Lars T. Kyllingstad Wrote:
> Paul D. Anderson wrote:
> > I've entered this as a Phobos bug, but wanted to be sure I was
> > understanding this properly (i.e., this is a bug, right?):
> >
> > From the description of the put primitive in std.range:
> >
> > "r.put(e) puts e in the range (in a range-dependent manner) and advances to
> > the popFront position in the range. Successive calls to r.put add elements
> > to the range. put may throw to signal failure."
> >
> > From the example of std.array for the put function:
> >
> > void main()
> > {
> > int[] a = [ 1, 2, 3 ];
> > int[] b = a;
> > a.put(5);
> > assert(a == [ 2, 3 ]);
> > assert(b == [ 5, 2, 3 ]);
> > }
> >
> > So, "putting" 5 into the array a removes the first element in a, and
> > changes the value of the first element of b. I would expect the first
> > assert in the code above to read:
> >
> > assert(a == [ 5, 1, 2, 3 ]);
> >
> > The implementation of std.array.put doesn't make sense:
> >
> > void put(T, E)(ref T[] a, E e) { assert(a.length); a[0] = e; a = a[1 .. $];
> > }
> >
> > It modifies a[0] and then replaces the array with the tail of the array,
> > omitting the first element.
> >
> > It's possible there is some arcane meaning to the word "put" that I'm not
> > aware of, but if it means "insert an element at the front of the range"

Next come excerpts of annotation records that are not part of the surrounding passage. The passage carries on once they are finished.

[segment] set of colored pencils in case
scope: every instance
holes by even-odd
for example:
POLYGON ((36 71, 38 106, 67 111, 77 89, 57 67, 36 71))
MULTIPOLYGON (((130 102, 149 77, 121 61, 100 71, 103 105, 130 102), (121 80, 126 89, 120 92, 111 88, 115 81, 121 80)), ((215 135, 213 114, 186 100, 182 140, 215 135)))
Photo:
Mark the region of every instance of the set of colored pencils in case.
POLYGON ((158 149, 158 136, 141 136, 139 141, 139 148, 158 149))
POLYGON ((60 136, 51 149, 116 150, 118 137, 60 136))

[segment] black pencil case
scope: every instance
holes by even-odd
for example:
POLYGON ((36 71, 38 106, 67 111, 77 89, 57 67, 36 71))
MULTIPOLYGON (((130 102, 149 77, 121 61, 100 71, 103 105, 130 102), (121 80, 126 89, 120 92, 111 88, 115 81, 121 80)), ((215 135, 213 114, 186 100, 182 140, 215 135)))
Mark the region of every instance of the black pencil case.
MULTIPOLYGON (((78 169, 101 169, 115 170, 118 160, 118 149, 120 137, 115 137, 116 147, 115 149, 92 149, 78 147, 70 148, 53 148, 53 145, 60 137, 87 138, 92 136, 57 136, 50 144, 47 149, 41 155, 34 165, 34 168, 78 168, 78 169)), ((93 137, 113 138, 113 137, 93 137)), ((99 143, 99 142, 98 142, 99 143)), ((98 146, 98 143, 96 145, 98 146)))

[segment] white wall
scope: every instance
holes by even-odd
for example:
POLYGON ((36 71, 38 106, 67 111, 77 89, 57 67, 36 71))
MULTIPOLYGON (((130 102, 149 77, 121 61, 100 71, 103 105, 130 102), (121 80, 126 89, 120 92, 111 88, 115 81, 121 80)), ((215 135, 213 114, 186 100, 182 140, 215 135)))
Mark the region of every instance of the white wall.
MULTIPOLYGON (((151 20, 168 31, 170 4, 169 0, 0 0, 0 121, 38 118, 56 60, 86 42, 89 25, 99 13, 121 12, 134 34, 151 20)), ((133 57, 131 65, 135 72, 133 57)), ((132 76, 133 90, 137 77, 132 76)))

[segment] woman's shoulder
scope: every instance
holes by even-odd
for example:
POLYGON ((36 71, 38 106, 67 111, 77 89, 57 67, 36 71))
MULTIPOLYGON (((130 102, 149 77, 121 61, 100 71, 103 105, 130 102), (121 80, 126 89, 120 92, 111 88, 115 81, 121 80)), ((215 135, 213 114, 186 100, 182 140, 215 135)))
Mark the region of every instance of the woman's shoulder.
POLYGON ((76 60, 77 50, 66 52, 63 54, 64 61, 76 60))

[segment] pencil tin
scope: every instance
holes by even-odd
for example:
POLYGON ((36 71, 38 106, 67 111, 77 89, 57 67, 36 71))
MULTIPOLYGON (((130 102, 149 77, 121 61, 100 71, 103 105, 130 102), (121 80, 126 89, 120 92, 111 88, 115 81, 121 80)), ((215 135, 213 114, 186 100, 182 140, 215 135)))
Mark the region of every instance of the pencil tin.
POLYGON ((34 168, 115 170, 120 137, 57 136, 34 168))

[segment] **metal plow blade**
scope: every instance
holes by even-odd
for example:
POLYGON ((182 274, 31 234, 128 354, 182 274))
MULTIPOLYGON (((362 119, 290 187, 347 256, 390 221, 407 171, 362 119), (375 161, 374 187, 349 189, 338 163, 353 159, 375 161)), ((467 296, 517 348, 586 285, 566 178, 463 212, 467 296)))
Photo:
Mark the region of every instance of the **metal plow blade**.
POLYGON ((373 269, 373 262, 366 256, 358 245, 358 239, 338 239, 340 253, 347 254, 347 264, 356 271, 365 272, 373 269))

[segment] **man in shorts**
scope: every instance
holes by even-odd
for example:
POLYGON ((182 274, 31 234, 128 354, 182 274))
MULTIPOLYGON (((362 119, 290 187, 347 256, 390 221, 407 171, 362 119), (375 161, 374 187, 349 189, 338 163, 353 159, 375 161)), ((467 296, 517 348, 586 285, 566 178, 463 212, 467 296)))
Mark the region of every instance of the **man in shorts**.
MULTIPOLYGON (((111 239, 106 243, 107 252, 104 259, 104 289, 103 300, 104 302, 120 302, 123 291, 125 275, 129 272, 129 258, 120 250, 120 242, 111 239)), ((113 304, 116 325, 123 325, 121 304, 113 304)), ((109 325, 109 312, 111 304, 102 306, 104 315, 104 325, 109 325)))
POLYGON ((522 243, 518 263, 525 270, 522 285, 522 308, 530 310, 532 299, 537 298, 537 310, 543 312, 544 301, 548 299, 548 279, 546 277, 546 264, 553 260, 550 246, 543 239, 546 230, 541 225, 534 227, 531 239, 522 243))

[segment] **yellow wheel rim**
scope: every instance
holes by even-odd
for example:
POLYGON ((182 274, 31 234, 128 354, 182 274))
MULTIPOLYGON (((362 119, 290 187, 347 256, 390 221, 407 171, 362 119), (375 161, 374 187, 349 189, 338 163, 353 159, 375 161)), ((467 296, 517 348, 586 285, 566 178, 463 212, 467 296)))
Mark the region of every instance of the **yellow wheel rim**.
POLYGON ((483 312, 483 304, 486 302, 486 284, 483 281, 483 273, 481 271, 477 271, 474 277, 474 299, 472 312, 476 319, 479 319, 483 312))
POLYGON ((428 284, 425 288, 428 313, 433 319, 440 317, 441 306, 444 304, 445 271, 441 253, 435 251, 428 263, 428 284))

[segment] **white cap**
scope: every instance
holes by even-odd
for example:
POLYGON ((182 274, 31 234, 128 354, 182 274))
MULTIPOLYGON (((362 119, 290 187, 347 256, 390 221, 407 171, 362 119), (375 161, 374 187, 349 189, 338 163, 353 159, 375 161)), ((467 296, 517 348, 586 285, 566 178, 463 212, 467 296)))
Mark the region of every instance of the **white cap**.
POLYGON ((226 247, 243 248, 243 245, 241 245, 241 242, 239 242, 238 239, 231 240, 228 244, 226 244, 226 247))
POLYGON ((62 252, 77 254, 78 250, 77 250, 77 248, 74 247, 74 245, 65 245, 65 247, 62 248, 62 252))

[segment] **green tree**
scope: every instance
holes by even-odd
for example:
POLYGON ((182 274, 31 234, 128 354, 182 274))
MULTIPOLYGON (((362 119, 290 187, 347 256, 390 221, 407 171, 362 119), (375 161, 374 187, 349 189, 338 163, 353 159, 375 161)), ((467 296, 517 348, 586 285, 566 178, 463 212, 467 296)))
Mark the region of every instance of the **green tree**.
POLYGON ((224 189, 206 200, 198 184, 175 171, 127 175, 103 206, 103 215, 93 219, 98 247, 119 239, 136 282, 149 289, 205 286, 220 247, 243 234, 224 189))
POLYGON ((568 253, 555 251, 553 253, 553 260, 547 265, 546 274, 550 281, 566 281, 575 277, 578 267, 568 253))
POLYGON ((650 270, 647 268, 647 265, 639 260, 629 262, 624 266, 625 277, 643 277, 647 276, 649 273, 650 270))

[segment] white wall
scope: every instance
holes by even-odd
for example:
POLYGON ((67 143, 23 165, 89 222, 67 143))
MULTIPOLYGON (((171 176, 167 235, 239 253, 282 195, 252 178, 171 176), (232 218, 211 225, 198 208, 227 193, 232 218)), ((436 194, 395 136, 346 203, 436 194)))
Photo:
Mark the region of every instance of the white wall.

> > then std.array.put is wrongly implemented.
> >
> > Paul
>
> I don't think it's a bug, I think it's just that arrays aren't that
> useful as output ranges. It has to be defined that way for it to adhere
> to the range interface conventions. (Think of the array as a file
> instead, then it makes more sense.) You just have to keep a backup
> slice of the entire array so you can access the elements you have put()
> later:
>
> int[] a = [0, 0, 0, 0, 0, 0];
> int[] aSlice = a[];
>
> foreach (i; 0 .. a.length) aSlice.put(i);
>
> assert (a == [0, 1, 2, 3, 4, 5]);
>
> -Lars
Thanks (to all) for the clarification. I was wondering how such a big mistake
could go unnoticed. :-)
I will check into a range re-education camp until my mind is enlightened.